C’est donc non seulement une maxime de conformisme, mais encore, de modération.
Cf. juste milieu d’Aristote. Il faut être modéré, parce qu’en l’absence de la connaissance
certaine, l’opinion la plus modérée apparaît la plus raisonnable car la plus facile à
corriger au cas où par après je découvre qu’elle est fausse. Cette idée se trouvait déjà
dans le De Vita beata de Sénèque.
Exemple du voyageur égaré dans une forêt : mieux vaut choisir un chemin, même si l'on
ne sait pas où il mène, que ne rien chosir du tout !

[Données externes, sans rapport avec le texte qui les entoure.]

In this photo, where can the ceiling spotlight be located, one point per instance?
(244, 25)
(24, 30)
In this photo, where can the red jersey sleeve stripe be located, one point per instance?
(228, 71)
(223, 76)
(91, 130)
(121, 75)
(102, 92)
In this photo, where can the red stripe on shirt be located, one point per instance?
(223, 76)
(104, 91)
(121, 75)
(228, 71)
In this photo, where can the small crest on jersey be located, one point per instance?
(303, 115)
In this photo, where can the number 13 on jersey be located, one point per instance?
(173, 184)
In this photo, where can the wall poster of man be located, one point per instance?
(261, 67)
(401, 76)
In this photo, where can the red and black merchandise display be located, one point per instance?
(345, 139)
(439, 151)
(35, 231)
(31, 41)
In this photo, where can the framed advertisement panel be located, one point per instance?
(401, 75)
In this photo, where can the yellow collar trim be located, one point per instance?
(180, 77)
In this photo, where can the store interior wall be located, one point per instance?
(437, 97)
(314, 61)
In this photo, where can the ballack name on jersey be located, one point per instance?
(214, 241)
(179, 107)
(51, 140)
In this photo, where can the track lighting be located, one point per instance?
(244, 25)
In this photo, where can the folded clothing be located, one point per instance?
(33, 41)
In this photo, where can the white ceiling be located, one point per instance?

Descartes reprend très évidemment une grande partie de la thèse stoïcienne. Toutefois,
il y a une grande différence : chez Descartes, la physique a changé. Le monde n’est plus
un cosmos. De ce fait, la confusion stoïcienne entre éthique et physique n’est plus
possible. Faire la différence entre ce qui dépend de moi et ce qui ne dépend pas de moi,
chez Descartes, ce n’est plus faire la différence entre la nécessité physique et les
représentations que j’ai des événements, mais c’est montrer l’infinité de la volonté. Rien
ne m’oblige à vouloir quoi que ce soit. La liberté, chez Descartes, c’est un pouvoir de dire
non à tout, à tout ce que je n’ai pas et que je pourrais désirer.

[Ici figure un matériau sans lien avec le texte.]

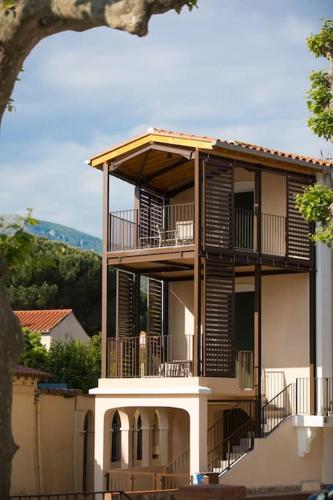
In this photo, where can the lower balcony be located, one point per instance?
(150, 356)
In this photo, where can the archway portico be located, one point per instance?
(194, 407)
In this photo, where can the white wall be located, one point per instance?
(285, 324)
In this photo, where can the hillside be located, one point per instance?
(65, 234)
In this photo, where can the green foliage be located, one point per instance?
(75, 363)
(319, 96)
(316, 205)
(15, 243)
(190, 4)
(35, 354)
(58, 276)
(322, 42)
(72, 362)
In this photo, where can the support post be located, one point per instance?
(258, 353)
(197, 361)
(198, 435)
(105, 268)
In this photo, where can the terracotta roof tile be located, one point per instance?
(247, 146)
(25, 371)
(42, 320)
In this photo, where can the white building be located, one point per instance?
(233, 371)
(54, 324)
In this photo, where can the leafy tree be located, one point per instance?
(320, 95)
(23, 24)
(72, 362)
(34, 354)
(59, 276)
(316, 205)
(75, 363)
(15, 247)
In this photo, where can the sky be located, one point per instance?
(231, 69)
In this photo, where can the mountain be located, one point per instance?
(58, 232)
(65, 234)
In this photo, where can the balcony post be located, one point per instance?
(197, 362)
(106, 243)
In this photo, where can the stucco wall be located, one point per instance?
(24, 464)
(285, 324)
(49, 433)
(275, 461)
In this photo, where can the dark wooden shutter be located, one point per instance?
(218, 204)
(127, 297)
(151, 216)
(298, 243)
(219, 353)
(155, 307)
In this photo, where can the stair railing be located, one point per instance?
(275, 411)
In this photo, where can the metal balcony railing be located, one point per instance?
(150, 356)
(159, 226)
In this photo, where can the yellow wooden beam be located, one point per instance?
(137, 143)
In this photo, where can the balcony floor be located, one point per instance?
(158, 257)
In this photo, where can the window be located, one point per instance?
(116, 438)
(156, 437)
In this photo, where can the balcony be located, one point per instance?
(159, 226)
(150, 356)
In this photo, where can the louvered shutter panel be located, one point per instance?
(219, 353)
(127, 295)
(151, 216)
(298, 242)
(155, 307)
(218, 204)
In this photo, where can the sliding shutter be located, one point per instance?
(219, 354)
(218, 194)
(127, 304)
(150, 216)
(155, 305)
(298, 242)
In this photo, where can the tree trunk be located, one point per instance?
(23, 24)
(11, 344)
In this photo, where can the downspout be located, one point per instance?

Ne voulant pas, par une puissance infinie de la volonté, tout ce que je ne peux pas avoir,
je ne peux pas souffrir de ne pas l’avoir. Plutôt que d’être soumise aux choses, la volonté
se soumet toutes choses en n’adhérant pas à ce qui nous est refusé. La liberté va donc
consister à bien distinguer ce qui dépend de nous et ce qui ne dépend pas de nous. Or,
ce qui dépend de nous, ce sont nos désirs et nos passions. Mais changer ses désirs ne
veut pas dire renoncer à tout désir. Cela veut dire régler ses désirs en jugeant ce qui est
en notre pouvoir. C’est parce que la volonté est absolument libre qu’elle peut s’arracher à
la tyrannie des désirs et nous rendre heureux.

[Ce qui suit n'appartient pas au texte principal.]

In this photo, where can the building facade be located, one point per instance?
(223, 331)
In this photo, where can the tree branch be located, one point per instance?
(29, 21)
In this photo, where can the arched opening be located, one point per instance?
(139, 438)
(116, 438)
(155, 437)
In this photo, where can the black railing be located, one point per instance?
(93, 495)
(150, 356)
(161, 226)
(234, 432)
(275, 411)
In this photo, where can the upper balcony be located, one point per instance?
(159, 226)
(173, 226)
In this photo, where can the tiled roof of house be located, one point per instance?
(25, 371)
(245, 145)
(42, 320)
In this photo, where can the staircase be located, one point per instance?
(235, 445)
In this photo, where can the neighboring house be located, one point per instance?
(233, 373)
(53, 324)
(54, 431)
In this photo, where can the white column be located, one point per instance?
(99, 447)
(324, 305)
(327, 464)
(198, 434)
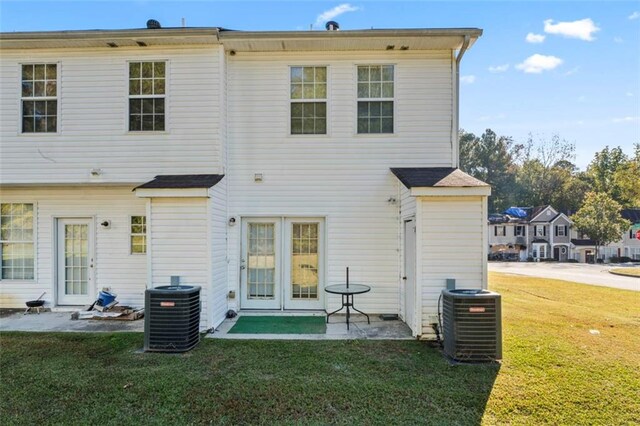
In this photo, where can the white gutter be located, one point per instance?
(455, 143)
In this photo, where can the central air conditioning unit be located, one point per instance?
(472, 325)
(172, 318)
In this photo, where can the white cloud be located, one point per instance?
(572, 71)
(468, 79)
(626, 119)
(535, 38)
(537, 63)
(328, 15)
(582, 29)
(499, 68)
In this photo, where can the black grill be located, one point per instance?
(172, 318)
(472, 325)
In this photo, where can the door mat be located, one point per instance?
(279, 325)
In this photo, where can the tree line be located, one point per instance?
(542, 171)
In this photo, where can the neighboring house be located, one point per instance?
(537, 232)
(258, 165)
(544, 233)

Descartes, peut-être à la différence des stoïciens, ne rejette pas les passions et les
désirs, mais il condamne le dérèglement que peut introduire notre imagination dans
notre rapport aux choses. Nous avons malheureusement acquis dans notre enfance de
très mauvaises habitudes : en pleurant, en commandant, nous nous sommes fait obéir
de nos nourrices, et nous avons eu ce que nous demandions. Or, être libre, pour
Descartes, c’est exactement l’inverse, puisque c’est faire la différence entre ce qui
dépend de nous et ce qui ne dépend pas de nous. Être libre, c’est sortir de l’enfance, i.e.,
sortir d’un état dans lequel on cherche à satisfaire, par l’intermédiaire d’autrui, des désirs
qui ne dépendent pas de nous. Etre libre, c’est une certaine façon de regarder les choses
consistant à ne pas désirer ce que l’on ne peut avoir.